Miré de reojo al cajero. Seguro que el bueno de Aniceto se llevaba alguna comisión por recomendarme aquella entidad, pero tanto me daba. Bastante tenía con asimilar lo que aquella gente entendía por dinero.

—Me pongo en sus manos. Eso sí, tendrán que explicar a una novata como yo de qué modo debo manejarme. Si me sacan de los créditos corporativos…

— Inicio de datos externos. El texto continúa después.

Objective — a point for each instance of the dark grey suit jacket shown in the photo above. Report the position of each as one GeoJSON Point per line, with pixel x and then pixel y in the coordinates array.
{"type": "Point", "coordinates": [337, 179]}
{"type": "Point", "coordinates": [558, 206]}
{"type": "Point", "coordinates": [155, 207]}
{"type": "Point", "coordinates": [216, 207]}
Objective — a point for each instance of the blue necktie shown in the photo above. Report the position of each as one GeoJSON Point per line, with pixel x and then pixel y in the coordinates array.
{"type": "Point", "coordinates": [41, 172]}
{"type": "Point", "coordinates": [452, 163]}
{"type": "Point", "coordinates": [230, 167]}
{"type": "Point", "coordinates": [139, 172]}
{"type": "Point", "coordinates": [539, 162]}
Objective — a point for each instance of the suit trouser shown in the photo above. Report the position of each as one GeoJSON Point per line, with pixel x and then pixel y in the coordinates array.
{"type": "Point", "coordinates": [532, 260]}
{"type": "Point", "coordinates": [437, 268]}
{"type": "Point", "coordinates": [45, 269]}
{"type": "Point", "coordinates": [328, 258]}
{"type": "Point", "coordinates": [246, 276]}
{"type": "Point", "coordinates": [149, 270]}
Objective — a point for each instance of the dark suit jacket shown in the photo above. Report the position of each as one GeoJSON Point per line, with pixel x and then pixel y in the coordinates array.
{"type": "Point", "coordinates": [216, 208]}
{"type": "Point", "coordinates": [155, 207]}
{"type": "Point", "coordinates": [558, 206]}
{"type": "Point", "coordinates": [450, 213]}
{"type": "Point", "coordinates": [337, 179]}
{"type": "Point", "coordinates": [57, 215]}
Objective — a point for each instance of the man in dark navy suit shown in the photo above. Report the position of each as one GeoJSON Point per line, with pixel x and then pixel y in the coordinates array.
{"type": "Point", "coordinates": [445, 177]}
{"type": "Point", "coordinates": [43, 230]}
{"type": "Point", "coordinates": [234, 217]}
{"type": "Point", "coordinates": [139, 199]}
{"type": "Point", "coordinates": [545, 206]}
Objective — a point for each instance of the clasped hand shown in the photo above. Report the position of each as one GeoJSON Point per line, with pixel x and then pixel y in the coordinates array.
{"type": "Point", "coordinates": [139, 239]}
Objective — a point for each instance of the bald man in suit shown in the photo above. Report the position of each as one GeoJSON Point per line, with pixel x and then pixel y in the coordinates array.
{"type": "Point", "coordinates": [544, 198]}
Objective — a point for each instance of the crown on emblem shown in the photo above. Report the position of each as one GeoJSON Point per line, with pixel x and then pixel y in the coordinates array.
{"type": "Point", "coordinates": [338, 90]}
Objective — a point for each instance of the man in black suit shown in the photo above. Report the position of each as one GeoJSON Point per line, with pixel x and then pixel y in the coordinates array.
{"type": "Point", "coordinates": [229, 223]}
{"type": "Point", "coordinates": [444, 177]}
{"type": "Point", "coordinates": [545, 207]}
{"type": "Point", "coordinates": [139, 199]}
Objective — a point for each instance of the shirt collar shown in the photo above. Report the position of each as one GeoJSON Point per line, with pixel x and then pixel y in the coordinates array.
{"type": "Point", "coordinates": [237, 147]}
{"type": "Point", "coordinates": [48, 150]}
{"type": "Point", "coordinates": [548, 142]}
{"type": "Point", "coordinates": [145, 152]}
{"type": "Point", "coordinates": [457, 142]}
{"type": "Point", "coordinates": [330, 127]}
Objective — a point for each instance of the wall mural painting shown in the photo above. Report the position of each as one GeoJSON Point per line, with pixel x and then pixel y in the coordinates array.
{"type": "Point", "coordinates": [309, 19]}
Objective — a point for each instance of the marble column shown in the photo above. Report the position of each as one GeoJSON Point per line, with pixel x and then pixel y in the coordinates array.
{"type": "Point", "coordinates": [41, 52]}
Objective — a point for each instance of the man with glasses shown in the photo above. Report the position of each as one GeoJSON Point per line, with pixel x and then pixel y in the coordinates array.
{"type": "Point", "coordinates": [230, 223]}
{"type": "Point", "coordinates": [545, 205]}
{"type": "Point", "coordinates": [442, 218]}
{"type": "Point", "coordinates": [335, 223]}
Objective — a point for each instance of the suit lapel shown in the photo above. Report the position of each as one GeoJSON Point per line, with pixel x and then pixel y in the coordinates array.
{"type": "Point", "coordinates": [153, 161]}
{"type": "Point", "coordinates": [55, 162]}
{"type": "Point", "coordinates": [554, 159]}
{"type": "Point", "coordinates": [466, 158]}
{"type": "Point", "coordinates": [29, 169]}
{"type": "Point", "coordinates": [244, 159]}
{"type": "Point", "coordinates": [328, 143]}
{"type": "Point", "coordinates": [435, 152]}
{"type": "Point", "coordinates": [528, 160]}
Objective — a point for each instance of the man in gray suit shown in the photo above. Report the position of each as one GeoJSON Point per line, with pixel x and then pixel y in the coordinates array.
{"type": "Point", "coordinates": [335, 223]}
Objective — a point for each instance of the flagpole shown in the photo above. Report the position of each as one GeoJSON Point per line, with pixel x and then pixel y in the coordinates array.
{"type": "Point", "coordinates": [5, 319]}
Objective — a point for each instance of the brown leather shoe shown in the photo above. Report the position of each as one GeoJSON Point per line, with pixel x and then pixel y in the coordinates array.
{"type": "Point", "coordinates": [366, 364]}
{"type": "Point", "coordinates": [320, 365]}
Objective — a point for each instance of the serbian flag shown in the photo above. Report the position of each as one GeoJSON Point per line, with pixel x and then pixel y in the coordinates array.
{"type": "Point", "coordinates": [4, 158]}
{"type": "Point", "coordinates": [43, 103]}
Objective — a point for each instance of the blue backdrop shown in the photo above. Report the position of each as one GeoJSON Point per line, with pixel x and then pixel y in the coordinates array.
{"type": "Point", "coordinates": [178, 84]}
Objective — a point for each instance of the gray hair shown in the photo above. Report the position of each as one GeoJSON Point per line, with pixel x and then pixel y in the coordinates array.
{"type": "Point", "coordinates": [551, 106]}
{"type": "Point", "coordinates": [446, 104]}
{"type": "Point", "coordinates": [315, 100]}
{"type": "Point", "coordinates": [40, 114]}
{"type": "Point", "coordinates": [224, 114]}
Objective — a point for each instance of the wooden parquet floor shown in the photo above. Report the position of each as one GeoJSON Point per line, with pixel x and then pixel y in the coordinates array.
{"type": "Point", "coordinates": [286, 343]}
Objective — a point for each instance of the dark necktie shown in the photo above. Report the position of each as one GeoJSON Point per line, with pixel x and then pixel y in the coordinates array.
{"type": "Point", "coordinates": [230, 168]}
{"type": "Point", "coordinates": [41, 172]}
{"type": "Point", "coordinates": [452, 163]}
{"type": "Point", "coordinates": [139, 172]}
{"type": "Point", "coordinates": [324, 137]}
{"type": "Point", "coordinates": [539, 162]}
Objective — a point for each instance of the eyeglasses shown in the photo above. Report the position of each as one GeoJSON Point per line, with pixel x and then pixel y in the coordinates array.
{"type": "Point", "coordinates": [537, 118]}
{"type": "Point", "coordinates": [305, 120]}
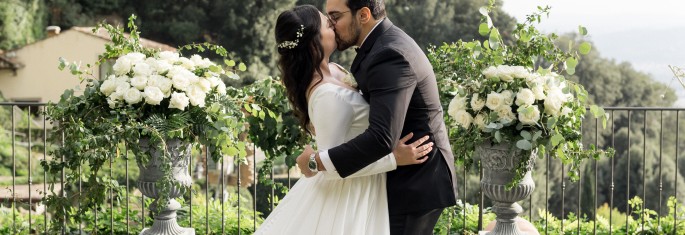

—Descuide —intervino el cajero; ahora que me fijaba, su indumentaria parecía talmente la de un grajo—. Aunque no son muy habituales todavía, ya hemos atendido a otros turistas como usted, para satisfacción mutua. Mañana tendrá disponible una de nuestras tarjetas de crédito, que también sirve para los cajeros automáticos. Si uno no está familiarizado, siempre es mejor llevar poco efectivo encima. Muchos establecimientos permiten el pago con tarjeta; no obstante, conviene siempre portar algo suelto en el monedero.

—Sí. En un mercado callejero o en una cafetería no suelen aceptar tarjetas —puntualizó Aniceto—. Mañana a primera hora tendrá la suya en el hotel.

Yo les dije que amén a todo, mientras trataba de imaginarme cómo sería un cajero automático que dispensara pájaros. No pude.

Firmé unos cuantos documentos y me encasquetaron la jaula mochilera. Me la eché a la espalda, sintiéndome un tanto ridícula con aquella pinta de Papageno.

—¿Usted no lleva la suya, Aniceto? —inquirí mientras me la acomodaba.

—Soy un comodón —se encogió de hombros—. Habitualmente sólo voy a sitios donde me conocen, y apuntan los gastos en mi cuenta.

Nos despedimos del cajero. Conforme nos acercábamos a la puerta, me pareció que la del pareo verde me lanzaba una mirada desdeñosa y mascullaba la palabra «ornitófoba». Se lo comenté a Aniceto, mientras procuraba que el aleteo de los pajarillos a mi espalda no me distrajera. Noté cómo se envaraba. El tema debía de resultarle incómodo, o tal vez se trataba de un extraño tabú.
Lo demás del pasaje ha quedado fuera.